Dierlijk gedrag, als een tak van psychologie, vertegenwoordigt een samenvloeiing tussen de disciplines ethologie en vergelijkende psychologie. Het meeste pionierswerk in stereotiepe reacties van dieren werd gedaan door ethologen. In de eerste helft van de 20e eeuw, toen veel van de basis voor experimentele psychologie werd gelegd, hielden ethologen (die voor het grootste deel Europees waren) zich bezig met gedrag bij insecten, vissen en vogels en waren vooral geïnteresseerd in de ontwikkeling van instinct. De vergelijkende psychologen in deze vormende periode waren voornamelijk Amerikanen. Ze bestudeerden voornamelijk gedrag bij gewone proefdieren zoals cavia's, muizen, ratten en apen, en hun interesse richtte zich vooral op omgevingsinvloeden op gedrag in plaats van genetische invloeden. Sinds de jaren vijftig hebben psychologen in het algemeen erkend dat zowel omgevings- als genetische factoren een essentiële rol spelen in elk biologisch fenomeen. Als gevolg van de afzonderlijke ontwikkeling van ethologie en vergelijkende psychologie zijn er echter enkele problemen ontstaan ​​bij het gebruik van terminologie. De Duits-Amerikaanse bioloog Jacques Loeb paste de term tropisme toe op alle georiënteerde bewegingen van organismen, en hij stelde voor dat al het gedrag uit tropismen bestaat. Vervolgens werden, om verwarring te voorkomen, de termen belastingen (enkelvoud: taxi's) en kinesen door andere onderzoekers geïntroduceerd om te verwijzen naar andere dierenreacties dan die van sedentaire, plantachtige vormen. De termen zijn ook toegepast op bepaalde plantbewegingen. Hoewel een verscheidenheid aan discrete stereotiepe responsbewegingen in planten voorkomen, vooral in hogere vormen zoals bloeiende planten, komen deze autonome bewegingen meestal te langzaam voor detectie door toevallige observatie mogelijk te maken. Dat bewegingen van planten of plantenorganen daadwerkelijk plaatsvinden, kan op indrukwekkende wijze worden aangetoond door time-lapse-fotografie, waarbij afzonderlijke foto's worden gemaakt met regelmatige tussenpozen van slechts enkele seconden of tot meerdere dagen of meer. De foto's worden vervolgens vergeleken of in snelle volgorde bekeken als een film.

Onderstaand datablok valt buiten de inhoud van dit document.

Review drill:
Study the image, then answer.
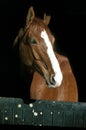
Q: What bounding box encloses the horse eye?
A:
[30,39,37,44]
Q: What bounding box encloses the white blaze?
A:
[41,30,63,87]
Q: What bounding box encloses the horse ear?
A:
[26,6,35,26]
[13,28,24,47]
[44,13,51,25]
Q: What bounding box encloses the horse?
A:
[13,6,78,102]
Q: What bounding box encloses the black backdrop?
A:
[0,0,86,102]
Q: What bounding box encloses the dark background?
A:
[0,0,86,102]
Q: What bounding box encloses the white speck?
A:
[4,116,8,120]
[39,124,42,126]
[15,114,18,118]
[29,103,33,107]
[51,111,53,115]
[18,104,22,108]
[58,112,60,114]
[40,112,43,115]
[32,109,34,113]
[34,112,38,116]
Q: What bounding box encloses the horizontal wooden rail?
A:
[0,97,86,128]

Soorten stereotiepe reacties

Stereotiepe respons bij dieren kan worden onderverdeeld in de volgende vier categorieën: ongeorganiseerde of slecht georganiseerde respons, reflexbewegingen van een bepaald deel van een organisme, reflexachtige activiteit van een heel organisme en instinct.

Ongeorganiseerde of slecht georganiseerde reacties worden gegeven door vroege embryo's of door dieren (zoals sponzen) die geen zenuwstelsel hebben.

Reflex

Eigenlijke reflexen of reflexboogbewegingen omvatten reacties zoals het onmiddellijk terugtrekken van de hand bij het aanraken van een heet oppervlak. De basiscomponenten van de reflexboog zijn de receptor of sensorische zenuwcel, die de prikkel waarneemt, en de affector, de zenuwcel die de spier direct activeert. Dit zijn eerder een theoretisch minimum dan een waargenomen functionele rangschikking van cellen in het lichaam van een dier (zie instinct: variëteiten van instinctief gedrag).